Sometimes, as a law-abiding citizen, you find yourself in a fix where obedience is not even possible. You visit a federal ministry to have a document stamped and you’re told the officer in charge is not available. You return the following day, there’s still nobody to attend to you.

After many futile visits, you dial a relative who knows the man who knows a head of the ministry, and voila! Your misery ends, and the others who have no “powerful” somebody to intervene in their case, the others who have been frequenting the same ministry for similar purpose, remain frustrated by that institutional collapse. In a sane country, the next step, after weeks of futile visits, may be to report the said ministry or officer to a relevant authority.  But we know our system; heading to another government institution to report a dysfunctional one may be a more frustrating experience!

Sometime in December last year, a friend contacted me on Facebook, said flattering things about my column and that his father has all of my essays printed out. He gave me the dad’s number. The old man, in his 60s, called, and we discussed almost 16 of my articles on, and passing references to, moral corruption, corporate corruption, spiritual corruption and whatnots. At the end, he asked, “Do you fear that you’ll be corrupt if you ever find yourself managing public funds?”

“Yes,” I said. “The people are not the troubles with Nigeria, it’s the system. Our institutions are so slimy that even a saint won’t come out of one unstained. Our sensitivity to gaining impunity on mismanaging funds encourages corruption. It’s a system that has turned an average good Nigerian into a psychological criminal. We are humans and we have our needs, and the pressure is always high in a prebendal system.
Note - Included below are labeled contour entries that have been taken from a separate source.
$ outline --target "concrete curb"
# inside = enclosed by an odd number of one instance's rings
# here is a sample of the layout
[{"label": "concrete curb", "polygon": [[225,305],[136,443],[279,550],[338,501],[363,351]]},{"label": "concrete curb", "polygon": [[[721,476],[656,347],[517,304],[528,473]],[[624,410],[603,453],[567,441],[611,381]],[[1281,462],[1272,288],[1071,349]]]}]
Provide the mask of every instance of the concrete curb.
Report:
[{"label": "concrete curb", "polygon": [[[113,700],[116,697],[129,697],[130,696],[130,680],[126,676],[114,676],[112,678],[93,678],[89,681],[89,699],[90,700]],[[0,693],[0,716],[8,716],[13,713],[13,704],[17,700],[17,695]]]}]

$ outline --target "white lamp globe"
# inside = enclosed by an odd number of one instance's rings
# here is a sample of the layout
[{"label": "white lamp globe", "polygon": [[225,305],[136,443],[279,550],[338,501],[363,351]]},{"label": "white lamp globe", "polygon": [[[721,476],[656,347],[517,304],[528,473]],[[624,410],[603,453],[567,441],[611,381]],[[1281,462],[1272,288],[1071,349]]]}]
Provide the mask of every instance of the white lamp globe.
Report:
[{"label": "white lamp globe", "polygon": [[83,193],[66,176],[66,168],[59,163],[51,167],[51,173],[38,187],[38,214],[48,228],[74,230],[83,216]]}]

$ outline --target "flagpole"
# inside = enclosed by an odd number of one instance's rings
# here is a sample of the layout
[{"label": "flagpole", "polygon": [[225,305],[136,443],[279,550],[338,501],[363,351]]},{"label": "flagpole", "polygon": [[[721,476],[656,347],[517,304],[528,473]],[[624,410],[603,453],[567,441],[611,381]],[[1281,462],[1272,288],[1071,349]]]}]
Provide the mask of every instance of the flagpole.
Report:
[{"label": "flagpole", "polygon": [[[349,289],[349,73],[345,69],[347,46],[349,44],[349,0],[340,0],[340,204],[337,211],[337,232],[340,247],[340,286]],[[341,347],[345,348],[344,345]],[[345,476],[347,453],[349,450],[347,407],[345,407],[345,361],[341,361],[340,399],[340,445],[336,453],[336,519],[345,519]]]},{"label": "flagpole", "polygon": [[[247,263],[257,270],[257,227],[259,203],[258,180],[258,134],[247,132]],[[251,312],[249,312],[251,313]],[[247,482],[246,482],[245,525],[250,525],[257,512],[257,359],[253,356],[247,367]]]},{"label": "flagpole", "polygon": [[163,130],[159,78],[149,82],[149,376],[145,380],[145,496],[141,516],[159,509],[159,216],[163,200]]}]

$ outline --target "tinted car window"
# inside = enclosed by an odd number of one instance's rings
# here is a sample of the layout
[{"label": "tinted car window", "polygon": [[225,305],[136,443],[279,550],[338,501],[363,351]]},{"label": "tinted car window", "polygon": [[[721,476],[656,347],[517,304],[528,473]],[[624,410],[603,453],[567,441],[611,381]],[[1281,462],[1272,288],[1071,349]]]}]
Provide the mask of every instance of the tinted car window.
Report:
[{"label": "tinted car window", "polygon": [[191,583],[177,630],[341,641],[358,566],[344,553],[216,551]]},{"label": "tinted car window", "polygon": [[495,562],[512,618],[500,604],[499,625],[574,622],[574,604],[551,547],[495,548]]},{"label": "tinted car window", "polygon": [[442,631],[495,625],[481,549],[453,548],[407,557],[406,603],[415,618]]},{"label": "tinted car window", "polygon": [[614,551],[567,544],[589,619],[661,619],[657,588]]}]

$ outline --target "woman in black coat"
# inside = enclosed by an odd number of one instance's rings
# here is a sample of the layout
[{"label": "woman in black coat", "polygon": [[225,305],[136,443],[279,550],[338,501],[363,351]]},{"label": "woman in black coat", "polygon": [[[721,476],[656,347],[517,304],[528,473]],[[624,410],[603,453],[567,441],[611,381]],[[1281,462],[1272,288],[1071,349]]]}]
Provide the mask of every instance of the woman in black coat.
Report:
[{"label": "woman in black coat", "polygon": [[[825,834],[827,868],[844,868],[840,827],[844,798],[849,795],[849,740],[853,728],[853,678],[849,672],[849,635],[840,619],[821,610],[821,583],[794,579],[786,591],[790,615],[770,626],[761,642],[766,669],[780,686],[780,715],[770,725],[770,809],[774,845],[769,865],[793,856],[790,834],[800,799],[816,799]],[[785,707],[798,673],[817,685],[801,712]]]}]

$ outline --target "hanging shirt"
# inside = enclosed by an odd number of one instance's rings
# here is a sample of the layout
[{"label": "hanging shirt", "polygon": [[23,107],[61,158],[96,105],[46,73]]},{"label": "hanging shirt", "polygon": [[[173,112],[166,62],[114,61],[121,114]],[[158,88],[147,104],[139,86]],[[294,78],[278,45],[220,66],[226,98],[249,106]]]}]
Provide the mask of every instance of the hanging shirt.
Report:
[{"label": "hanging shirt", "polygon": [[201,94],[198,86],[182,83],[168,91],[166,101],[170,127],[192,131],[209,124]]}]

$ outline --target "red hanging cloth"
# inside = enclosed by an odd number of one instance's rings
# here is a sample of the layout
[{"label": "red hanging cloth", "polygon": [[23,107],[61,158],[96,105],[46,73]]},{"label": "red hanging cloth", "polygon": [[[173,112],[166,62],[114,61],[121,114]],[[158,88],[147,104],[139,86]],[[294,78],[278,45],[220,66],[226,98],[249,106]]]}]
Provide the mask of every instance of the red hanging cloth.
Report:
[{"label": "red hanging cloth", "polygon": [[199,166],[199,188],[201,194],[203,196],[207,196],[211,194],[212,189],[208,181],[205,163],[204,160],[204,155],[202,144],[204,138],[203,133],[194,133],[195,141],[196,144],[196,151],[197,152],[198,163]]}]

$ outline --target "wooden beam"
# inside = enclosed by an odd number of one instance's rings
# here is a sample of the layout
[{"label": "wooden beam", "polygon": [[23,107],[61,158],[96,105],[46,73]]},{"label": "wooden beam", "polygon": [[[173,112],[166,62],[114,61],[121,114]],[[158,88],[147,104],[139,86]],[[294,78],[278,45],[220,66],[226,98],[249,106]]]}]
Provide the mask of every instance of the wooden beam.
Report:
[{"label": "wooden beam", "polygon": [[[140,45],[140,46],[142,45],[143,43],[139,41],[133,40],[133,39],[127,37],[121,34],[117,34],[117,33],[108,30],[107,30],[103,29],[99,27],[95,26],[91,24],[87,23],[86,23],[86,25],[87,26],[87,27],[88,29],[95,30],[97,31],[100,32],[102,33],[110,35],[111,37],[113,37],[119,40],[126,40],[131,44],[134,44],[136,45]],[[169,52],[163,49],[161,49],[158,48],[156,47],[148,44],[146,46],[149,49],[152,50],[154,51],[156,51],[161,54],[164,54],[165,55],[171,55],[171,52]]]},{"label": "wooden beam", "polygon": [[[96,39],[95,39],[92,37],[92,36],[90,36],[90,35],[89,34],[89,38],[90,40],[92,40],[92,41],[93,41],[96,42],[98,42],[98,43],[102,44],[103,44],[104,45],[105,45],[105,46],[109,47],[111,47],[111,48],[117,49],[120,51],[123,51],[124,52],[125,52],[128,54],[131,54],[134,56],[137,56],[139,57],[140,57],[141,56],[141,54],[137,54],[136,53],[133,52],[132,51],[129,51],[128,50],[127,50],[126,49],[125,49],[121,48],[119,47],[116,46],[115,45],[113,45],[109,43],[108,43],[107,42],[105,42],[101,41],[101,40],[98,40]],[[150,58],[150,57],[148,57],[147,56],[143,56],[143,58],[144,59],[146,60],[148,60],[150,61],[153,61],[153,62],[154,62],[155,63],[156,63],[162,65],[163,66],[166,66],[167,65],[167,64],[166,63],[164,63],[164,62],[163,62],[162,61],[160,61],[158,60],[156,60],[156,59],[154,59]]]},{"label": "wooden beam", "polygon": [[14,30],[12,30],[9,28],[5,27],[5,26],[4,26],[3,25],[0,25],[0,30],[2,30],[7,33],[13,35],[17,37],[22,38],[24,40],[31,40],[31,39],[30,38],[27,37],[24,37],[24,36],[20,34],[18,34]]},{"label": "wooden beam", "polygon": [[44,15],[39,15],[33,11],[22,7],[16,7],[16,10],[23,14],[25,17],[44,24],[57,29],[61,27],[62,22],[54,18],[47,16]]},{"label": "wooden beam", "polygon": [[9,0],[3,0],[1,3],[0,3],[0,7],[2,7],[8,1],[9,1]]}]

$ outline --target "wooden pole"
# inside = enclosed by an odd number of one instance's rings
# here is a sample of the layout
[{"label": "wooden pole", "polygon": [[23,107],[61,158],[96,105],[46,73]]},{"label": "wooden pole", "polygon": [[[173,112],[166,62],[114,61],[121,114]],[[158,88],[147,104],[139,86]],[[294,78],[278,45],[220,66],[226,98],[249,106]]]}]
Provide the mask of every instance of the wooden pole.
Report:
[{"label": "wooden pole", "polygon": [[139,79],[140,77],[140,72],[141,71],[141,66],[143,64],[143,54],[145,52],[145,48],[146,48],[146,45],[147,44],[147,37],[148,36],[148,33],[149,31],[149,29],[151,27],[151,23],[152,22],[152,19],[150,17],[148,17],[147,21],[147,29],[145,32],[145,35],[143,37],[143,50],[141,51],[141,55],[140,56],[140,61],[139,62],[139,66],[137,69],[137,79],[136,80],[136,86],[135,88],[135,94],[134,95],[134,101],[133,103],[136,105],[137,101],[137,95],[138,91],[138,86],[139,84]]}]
Every Nigerian is potentially corrupt in a system where due process is perceived as the ways of the politically naive!”

And I stand by those words: the only way to repair this country is by adopting and enforcing rigid laws, like say a functional judiciary and capital punishments for the heavily corrupt. It won’t be harsh to have a man who stole N100 million dangling from the hangman’s noose. And many of us, as my big brother once highlighted, may suffer the day Nigeria starts functioning. Like a decent nation of “upright men.” May God save us from us!